I swear I felt my heart break that day.

He wasn't perfect, there was a lot of hurt that he had caused me, but the thought of him needing help badly enough that he spoke to a doctor and got meds made me sick to my stomach. I'd watched him break bones and set them himself from a youtube video. Never once in the years that I'd known him had I ever convinced him to go to a doctor when he was sick. Never.

I set the pills back in the drawer, my vision was blurred as tears pooled in my eyes and threatened to spill down my cheeks. God, the way I felt about him made me feel insane. My mind was constantly at war between wanting to hate him or wanting to love him more than any human has ever loved another.

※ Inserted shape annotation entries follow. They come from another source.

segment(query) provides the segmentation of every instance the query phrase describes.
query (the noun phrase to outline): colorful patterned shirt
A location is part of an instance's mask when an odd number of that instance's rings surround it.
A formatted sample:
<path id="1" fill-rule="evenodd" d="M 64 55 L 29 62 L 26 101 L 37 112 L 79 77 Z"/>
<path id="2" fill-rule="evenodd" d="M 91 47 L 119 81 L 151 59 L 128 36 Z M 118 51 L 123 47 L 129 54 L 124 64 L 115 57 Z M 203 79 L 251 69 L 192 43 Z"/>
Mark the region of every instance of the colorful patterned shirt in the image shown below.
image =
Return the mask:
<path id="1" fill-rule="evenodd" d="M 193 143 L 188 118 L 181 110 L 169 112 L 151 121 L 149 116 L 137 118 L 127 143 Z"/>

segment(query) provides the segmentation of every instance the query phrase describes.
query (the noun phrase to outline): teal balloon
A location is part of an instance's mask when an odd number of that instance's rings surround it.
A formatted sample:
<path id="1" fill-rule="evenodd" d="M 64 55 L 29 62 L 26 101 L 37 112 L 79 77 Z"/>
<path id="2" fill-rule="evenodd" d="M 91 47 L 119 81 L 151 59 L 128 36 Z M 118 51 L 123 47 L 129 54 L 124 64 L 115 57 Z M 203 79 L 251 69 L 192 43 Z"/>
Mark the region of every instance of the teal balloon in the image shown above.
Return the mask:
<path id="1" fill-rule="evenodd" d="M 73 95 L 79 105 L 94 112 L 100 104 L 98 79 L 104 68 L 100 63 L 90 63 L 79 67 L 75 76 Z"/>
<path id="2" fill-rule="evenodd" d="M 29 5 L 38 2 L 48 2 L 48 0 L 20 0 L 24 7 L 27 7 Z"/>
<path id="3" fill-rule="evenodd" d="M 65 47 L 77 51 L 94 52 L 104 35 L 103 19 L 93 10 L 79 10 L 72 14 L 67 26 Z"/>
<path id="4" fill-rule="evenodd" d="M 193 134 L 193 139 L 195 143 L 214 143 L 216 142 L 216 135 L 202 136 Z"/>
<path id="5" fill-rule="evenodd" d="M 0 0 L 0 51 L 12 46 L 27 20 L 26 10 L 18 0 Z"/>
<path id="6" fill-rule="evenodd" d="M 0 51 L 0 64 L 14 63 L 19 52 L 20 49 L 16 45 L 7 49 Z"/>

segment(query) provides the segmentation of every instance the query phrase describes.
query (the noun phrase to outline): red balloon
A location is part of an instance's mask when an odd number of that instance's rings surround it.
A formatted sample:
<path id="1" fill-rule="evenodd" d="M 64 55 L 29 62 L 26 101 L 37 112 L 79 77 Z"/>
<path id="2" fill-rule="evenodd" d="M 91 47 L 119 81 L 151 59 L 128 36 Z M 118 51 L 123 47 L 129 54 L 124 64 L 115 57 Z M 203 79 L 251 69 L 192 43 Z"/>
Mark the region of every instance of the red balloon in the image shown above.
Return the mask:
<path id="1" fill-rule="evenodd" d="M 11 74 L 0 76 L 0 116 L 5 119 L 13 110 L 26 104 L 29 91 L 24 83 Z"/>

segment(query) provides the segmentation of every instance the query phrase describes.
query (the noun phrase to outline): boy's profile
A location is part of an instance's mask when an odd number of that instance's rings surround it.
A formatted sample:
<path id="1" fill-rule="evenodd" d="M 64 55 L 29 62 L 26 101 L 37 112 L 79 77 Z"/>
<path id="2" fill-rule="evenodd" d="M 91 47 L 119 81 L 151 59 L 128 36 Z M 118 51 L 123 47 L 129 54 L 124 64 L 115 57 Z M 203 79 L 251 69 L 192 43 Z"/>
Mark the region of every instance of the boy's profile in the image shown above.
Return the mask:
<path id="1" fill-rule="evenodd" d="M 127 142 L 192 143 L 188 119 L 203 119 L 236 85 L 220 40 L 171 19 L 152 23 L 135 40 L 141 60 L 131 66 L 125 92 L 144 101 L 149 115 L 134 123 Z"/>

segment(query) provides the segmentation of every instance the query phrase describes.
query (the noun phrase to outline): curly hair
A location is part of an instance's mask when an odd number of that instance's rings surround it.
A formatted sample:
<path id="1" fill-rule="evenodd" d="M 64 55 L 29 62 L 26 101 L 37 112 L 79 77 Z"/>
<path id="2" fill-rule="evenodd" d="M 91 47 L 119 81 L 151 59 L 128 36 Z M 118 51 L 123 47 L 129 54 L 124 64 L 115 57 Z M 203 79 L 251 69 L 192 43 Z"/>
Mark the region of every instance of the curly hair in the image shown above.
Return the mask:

I washed my tears away with my makeup and tried to calm myself down, it had been a hard day. Louis would tell me to breathe. Louis would help me ground myself. When I took a deep breath in through my nose and let it out through my mouth I heard a familiar song creep through the cracks around the door and settle in my ears.

"Moon River, wider than a mile..."

The warmth of Frank Ocean's voice sank straight to my chest. The first memory that came to mind was the first time I heard this version of this song, but immediately after it was the memory of my first time hearing the original song.
The first time I saw Harry's dimples.

I walked into our neighbor's house, I wasn't comfortable there yet. I didn't know the boys well at all so I stayed pretty hidden behind Liam as we made our way inside. The others weren't there yet, the house was quiet, that kind of quiet where you know that it's just a house and not a home. As we walked further inside we heard the faint sound of music and bright laughter. Laughter that felt like sunshine. Laughter that sounded like it could heal you.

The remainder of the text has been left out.